Голова разболелась ужасно. Историк достал таблетку анальгина, запил остывшим чаем и снова закурил.
Но должен же найтись тот, кто первый скажет всем страшную правду о том, как мы живем? Когда же, когда появится этот «ТОТ»? И что, ему сразу поверят? А не распнут ли его, как когда-то распяли Христа? Или хуже того, разорвут на куски, расстреляют, опозорят, покроют такой хулой, что имя его надолго станет символом позора и предательства. Разве так раньше не бывало? Боже мой, да сколько угодно раз! Ведь про Сталина уже говорят. Вениамин Павлович слышал о секретном письме Хрущева, слышал смутные разговоры — лето пятьдесят пятого только начиналось, но уже стали появляться в Москве люди из лагерей со страшной пятьдесят восьмой статьей, враги народа, которые говорили, что их освободили, реабилитировали, и показывали справки.

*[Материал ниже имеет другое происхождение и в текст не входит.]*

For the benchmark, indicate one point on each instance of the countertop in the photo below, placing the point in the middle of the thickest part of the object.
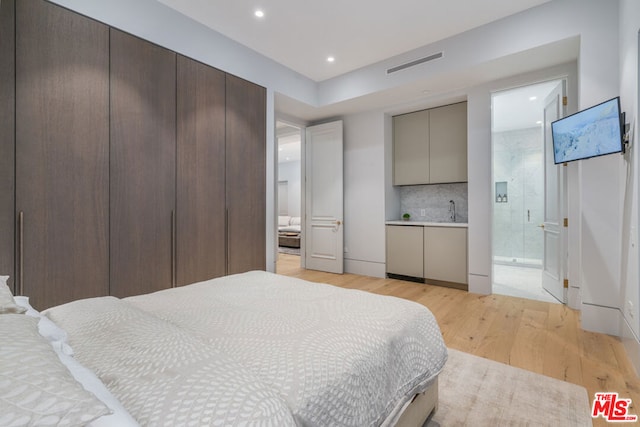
(428, 224)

На этих людей смотрели как на чумных, сторонились их.
Да вообще-то, что такое Сталин, в конце концов?! Маленькая верхушка огромного айсберга! А вся эта камарилья нелюдей! У Федотова, у Ильина, у Флоренского давно про это написано... о страдальческом пути России…
Только что проку от этих писаний? Россия хрипит, гнется и бьется в тисках скотской жизни, пьет и лодырничает, избивает своих близких — и все тает, растворяется во тьме времени. Вениамину Павловичу вспомнились строчки Некрасова: «...Вынесет все и широкую, ясную грудью дорогу проложит себе...» При царях эти строчки произносили как заклинание, при советской власти тоже твердили... Сколько вынесли, разве мало? Где же эта «широкая, ясная»? А может, ошибался великий Некрасов? Может, этой «великой и ясной» вообще не существует? Для других народов — есть, а для России — нету! Был ли Христос счастлив, когда его распинали? Когда вколачивали ему в руки гвозди?! Когда толпа ревела: «Распни его!»?

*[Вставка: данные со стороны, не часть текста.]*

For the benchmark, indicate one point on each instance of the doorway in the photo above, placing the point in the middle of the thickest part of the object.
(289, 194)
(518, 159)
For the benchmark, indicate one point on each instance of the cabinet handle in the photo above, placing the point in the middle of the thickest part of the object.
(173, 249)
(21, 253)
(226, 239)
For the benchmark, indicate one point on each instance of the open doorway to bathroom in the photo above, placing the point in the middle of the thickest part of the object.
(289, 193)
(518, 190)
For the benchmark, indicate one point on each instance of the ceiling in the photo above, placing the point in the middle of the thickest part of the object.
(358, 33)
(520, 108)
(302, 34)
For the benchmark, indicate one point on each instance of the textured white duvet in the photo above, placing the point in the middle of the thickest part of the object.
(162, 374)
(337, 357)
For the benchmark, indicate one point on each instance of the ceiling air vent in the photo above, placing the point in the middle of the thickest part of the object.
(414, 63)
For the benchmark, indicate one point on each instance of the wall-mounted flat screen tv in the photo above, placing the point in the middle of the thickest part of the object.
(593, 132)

Вениамин Павлович задохнулся дымом и закашлялся, сел за стол и осторожно провел пальцами по вздувшемуся на лбу шраму. В каморку заглянула жена, спросила с укоризной:
- Ты думаешь ложиться, Веня? У тебя же завтра первая пара? Проспишь ведь.
- Сейчас иду, Тонечка, сейчас…
Робка и сам не помнил, как ноги привели его к дому, где жила Милка. Уже наступила ночь. Часов у Робки не было, и сколько времени точно, он не знал. Наверное, час ночи или чуть побольше, подумал он и вошел в подъезд, медленно поднялся на третий этаж. Сердце гулко стучало на всю лестничную площадку. На широком подоконнике стояла пусгая бутылка из-под портвейна, кафельный пол был усеян окурками. Лестничные кошки, вспугнутые Робкой, вбежали на этаж выше и оттуда наблюдали за ним.
На двери был один звонок и четыре таблички под ним.